Re: [PATCH-tip v4] sched: Fix NULL user_cpus_ptr check in dup_user_cpus_ptr()

From: Will Deacon
Date: Tue Nov 29 2022 - 09:08:37 EST


On Mon, Nov 28, 2022 at 10:11:52AM -0500, Waiman Long wrote:
> On 11/28/22 07:00, Will Deacon wrote:
> > On Sun, Nov 27, 2022 at 08:43:27PM -0500, Waiman Long wrote:
> > > On 11/24/22 21:39, Waiman Long wrote:
> > > > In general, a non-null user_cpus_ptr will remain set until the task dies.
> > > > A possible exception to this is the fact that do_set_cpus_allowed()
> > > > will clear a non-null user_cpus_ptr. To allow this possible racing
> > > > condition, we need to check for NULL user_cpus_ptr under the pi_lock
> > > > before duping the user mask.
> > > >
> > > > Fixes: 851a723e45d1 ("sched: Always clear user_cpus_ptr in do_set_cpus_allowed()")
> > > > Signed-off-by: Waiman Long <longman@xxxxxxxxxx>
> > > This is actually a pre-existing use-after-free bug since commit 07ec77a1d4e8
> > > ("sched: Allow task CPU affinity to be restricted on asymmetric systems").
> > > So it needs to be fixed in the stable release as well. Will resend the patch
> > > with an additional fixes tag and updated commit log.
> > Please can you elaborate on the use-after-free here? Looking at
> > 07ec77a1d4e8, the mask is only freed in free_task() when the usage refcount
> > has dropped to zero and I can't see how that can race with fork().
> >
> > What am I missing?
>
> I missed that at first. The current task cloning process copies the content
> of the task structure over to the newly cloned/forked task. IOW, if
> user_cpus_ptr had been set up previously, it will be copied over to the
> cloned task. Now if user_cpus_ptr of the source task is cleared right after
> that and before dup_user_cpus_ptr() is called. The obsolete user_cpus_ptr
> value in the cloned task will remain and get used even if it has been freed.
> That is what I call as use-after-free and double-free.

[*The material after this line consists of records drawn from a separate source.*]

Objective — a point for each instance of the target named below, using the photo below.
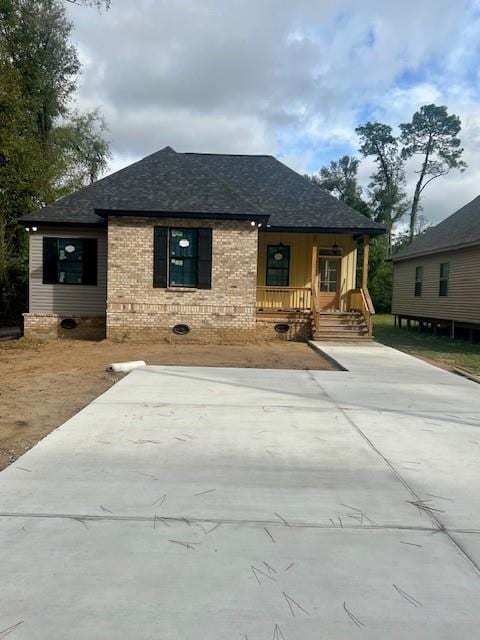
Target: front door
(329, 283)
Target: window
(182, 258)
(418, 281)
(278, 265)
(183, 246)
(330, 251)
(328, 275)
(443, 284)
(70, 261)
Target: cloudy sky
(292, 78)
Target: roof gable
(167, 182)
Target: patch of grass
(440, 349)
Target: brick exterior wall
(299, 327)
(138, 311)
(45, 326)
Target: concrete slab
(209, 462)
(224, 503)
(219, 386)
(113, 579)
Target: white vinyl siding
(64, 299)
(463, 300)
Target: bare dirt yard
(44, 384)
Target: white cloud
(292, 78)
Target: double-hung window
(418, 281)
(278, 265)
(443, 281)
(70, 261)
(182, 257)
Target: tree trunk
(418, 191)
(414, 211)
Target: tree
(38, 71)
(35, 38)
(91, 3)
(386, 185)
(85, 150)
(340, 178)
(432, 134)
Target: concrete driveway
(193, 503)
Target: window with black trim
(443, 282)
(278, 265)
(418, 281)
(70, 261)
(182, 257)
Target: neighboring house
(212, 247)
(437, 277)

If the parent task can be modified concurrently with dup_task_struct() then
surely we'd have bigger issues because that's not going to be atomic? At the
very least we'd have a data race, but it also feels like we could end up
with inconsistent task state in the child. In fact, couldn't the normal
'cpus_mask' be corrupted by a concurrent set_cpus_allowed_common()?

Or am I still failing to understand the race?

Will